Film: The Watermelon Woman
The Watermelon Woman (1996) by Cheryl Dunye, stars Dunye herself as a Black lesbian filmmaker researching a Black actress from the 1930s who is billed only as “The Watermelon Woman.” As Cheryl digs deeper into the woman’s past, she discovers connections between herself and the actress that changes her own relationships with romance, film, and what it means to be able to express oneself.
I recommend this film because 1) it was the first US feature directed by an out Black lesbian, 2) it explores the meaningful role that archives play for queer and Black people, 3) it examines what it means to reclaim a troubled past, to connect to the people who lived, loved, and suffered in that past, and 4) helps us process how who we are today is inherited from the past.
“Kindred explores the dynamics and dilemmas of antebellum slavery from the sensibility of a late 20th-century black woman, who is aware of its legacy in contemporary American society. Through the two interracial couples who form the emotional core of the story, the novel also explores the intersection of power, gender, and race issues, and speculates on the prospects of future egalitarianism.” Learn More
—Stephani, At-Large Officer
Film: American Revolution 2
I recommend the documentary American Revolution 2. It starts out looking at the police riot outside the 1968 Democratic Convention in Chicago from the viewpoint of black residents, to whom the behavior of the police came as no surprise.

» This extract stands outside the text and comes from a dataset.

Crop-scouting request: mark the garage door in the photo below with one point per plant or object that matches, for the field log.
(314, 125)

However, it also covers the development of common cause between the Black Panthers and the Young Patriots, a social movement that developed among young Appalachian migrants on the north side of Chicago, whose economic and social conditions, and experience with the Chicago police, was identical with that of African Americans on the south side. This development of class consciousness is something we as socialists should pay close attention to. This is what we should be working toward.
—Greg, Education Officer
Music: New Amerykah Part Two (Return of the Ankh), Erykah Badu
New Amerykah Part Two (Return of the Ankh), by Erykah Badu, is an excellent record that explores different kinds of love and relationships, as well as plays around with funk, soul, and R&B genre conventions. This is one of my go-to chill-out albums because of how smooth it is.

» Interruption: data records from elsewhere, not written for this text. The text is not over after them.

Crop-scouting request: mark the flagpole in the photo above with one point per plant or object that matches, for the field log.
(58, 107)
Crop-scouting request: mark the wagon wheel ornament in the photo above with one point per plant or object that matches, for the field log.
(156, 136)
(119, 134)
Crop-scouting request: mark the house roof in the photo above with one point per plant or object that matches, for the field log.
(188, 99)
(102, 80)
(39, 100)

Book: Homegoing, Yaa Gyasi
“Homegoing is the debut historical fiction novel by Ghanaian-American author Yaa Gyasi, published in 2016. Each chapter in the novel follows a different descendant of an Asante woman named Maame, starting with her two daughters, who are half-sisters, separated by circumstance: Effia marries James Collins, the British governor in charge of Cape Coast Castle, while her half-sister Esi is held captive in the dungeons below. Subsequent chapters follow their children and following generations.” Learn More
—Stephani, At-Large Officer
Music: Whack World, Tierra Whack
“Tierra Whack’s debut fifteen-track album, Whack World, was released on May 30, 2018 and received a ‘Best New Music’ accolade from Pitchfork. Critics praised the unusual format of the album—each song lasting about 1 minute each. Whack released each short track on Instagram, each accompanied by a short film directed by Thibaut Duverneix and Mathieu Léger. The multimedia project received widespread critical acclaim.” Learn More
Available on YouTube, Whack World is a fun and exciting introduction to Tierra Whack’s music. You can find her work on SoundCloud, including my personal favorite, “Only Child” (however, as an only child, I do not personally endorse the sentiments of this song).